For all of the power that data can bring to bear on creating lasting and meaningful relationships between organizations and their supporters, it still isn’t enough. Donors’ demands for deeper connections require not just real-time and personalized information, but also moving stories about the good that the nonprofits they support are doing in the world. Technology can help here, too.

“It’s the stories that draw people in, and technology is at the heart of that,” says Aparna Kothary, director of technology operations at Global Citizen Year, a nonprofit that helps organize gap year study abroad programs for high school seniors. “You can really build the tools to be able to collect those stories, with more frequency and more quality.”

The nonprofit’s website features fellow stories, blog-style updates by overseas participants in the program. It also provides alumni stories, multimedia packages about Global Citizen alumni that include videos.          

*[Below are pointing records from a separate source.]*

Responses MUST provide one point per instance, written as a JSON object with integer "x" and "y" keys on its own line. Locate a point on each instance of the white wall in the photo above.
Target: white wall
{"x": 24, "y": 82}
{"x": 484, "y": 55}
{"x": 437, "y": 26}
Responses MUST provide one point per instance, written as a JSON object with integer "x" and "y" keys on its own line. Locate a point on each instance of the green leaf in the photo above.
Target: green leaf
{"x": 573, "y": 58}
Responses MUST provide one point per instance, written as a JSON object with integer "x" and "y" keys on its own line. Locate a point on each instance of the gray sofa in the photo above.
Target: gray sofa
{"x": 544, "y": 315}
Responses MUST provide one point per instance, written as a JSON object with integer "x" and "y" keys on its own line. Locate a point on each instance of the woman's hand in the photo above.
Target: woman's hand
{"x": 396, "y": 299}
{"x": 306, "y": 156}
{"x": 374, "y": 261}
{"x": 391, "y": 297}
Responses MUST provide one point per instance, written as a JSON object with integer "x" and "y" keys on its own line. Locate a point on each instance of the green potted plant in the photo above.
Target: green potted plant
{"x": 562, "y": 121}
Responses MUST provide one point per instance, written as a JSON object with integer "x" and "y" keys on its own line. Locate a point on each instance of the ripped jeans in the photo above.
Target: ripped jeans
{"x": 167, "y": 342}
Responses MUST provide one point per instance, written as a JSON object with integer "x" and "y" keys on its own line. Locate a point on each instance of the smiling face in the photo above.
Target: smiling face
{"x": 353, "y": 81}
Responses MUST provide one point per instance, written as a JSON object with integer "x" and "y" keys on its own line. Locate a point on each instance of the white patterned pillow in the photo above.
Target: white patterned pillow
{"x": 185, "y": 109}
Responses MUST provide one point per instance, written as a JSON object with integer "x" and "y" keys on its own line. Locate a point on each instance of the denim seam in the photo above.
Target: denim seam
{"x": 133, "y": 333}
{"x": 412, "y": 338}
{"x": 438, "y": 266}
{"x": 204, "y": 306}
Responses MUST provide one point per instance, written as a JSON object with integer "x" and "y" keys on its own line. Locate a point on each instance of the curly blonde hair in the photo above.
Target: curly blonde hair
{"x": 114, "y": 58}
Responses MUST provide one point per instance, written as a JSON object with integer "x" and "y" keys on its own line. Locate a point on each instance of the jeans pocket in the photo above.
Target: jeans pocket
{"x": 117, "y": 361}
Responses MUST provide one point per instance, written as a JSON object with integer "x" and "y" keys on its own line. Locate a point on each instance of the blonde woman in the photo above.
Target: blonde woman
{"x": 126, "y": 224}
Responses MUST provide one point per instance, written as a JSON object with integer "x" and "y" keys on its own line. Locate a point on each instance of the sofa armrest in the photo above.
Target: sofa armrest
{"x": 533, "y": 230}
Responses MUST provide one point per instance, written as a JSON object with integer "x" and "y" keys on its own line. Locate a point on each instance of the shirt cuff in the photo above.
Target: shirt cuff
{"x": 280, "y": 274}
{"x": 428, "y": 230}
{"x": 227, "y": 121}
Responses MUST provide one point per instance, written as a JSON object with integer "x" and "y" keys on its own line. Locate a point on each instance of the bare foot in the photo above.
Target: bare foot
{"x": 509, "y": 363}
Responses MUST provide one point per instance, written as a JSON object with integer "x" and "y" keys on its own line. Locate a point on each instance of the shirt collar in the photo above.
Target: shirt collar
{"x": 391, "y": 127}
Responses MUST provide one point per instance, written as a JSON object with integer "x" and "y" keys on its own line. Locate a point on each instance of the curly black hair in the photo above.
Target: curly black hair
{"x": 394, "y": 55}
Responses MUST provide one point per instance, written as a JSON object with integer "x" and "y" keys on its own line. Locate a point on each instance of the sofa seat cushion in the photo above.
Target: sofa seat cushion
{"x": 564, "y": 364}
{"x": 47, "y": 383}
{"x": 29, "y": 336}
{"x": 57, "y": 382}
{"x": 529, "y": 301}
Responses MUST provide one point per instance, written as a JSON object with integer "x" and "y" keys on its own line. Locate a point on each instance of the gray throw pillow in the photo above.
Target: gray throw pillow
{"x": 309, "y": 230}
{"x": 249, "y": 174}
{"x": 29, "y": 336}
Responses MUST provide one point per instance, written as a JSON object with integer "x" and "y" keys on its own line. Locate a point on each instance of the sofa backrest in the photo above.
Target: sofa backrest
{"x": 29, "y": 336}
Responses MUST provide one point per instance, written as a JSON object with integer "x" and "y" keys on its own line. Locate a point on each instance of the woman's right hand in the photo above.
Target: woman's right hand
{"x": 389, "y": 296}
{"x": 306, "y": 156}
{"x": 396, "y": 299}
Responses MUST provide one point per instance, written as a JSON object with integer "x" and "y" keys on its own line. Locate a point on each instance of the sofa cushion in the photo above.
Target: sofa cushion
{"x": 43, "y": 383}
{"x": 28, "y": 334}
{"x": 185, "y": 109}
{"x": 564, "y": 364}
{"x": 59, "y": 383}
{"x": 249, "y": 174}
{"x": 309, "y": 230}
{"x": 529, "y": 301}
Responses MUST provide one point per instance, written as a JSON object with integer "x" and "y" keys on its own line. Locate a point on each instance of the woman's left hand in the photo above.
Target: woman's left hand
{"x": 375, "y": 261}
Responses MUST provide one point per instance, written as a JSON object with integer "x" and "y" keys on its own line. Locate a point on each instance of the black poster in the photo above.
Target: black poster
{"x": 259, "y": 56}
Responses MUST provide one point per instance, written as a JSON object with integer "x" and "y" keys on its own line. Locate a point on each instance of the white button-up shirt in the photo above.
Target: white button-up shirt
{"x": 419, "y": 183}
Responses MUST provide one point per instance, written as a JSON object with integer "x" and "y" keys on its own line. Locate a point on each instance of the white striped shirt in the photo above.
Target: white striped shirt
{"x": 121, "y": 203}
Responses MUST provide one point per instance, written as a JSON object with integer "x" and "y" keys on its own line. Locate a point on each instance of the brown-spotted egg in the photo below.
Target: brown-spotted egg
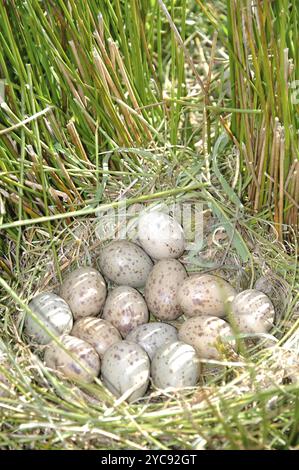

At UNICEF, such stories are numerous and delivered on its website and over social media. A couple of the campaigns include airlifting midwives to help pregnant women give birth in conflict zones in Nigeria and turning harmful plastic waste into plastic bricks to build schools for children in Cote d’Ivoire. In response to COVID-19, the organization is using chatbots to provide evidence-based information to millions of young people across 42 countries.

By combining powerful data with engaging stories, organizations can execute what the Nonprofit Trends Report refers to as a “comprehensive engagement strategy” that ensures deep connections between nonprofits, beneficiaries, donors, clients, and partners. And by creating and strengthening those rich relationships, the collective goal gets closer, one story and one data point at a time: a better world for all.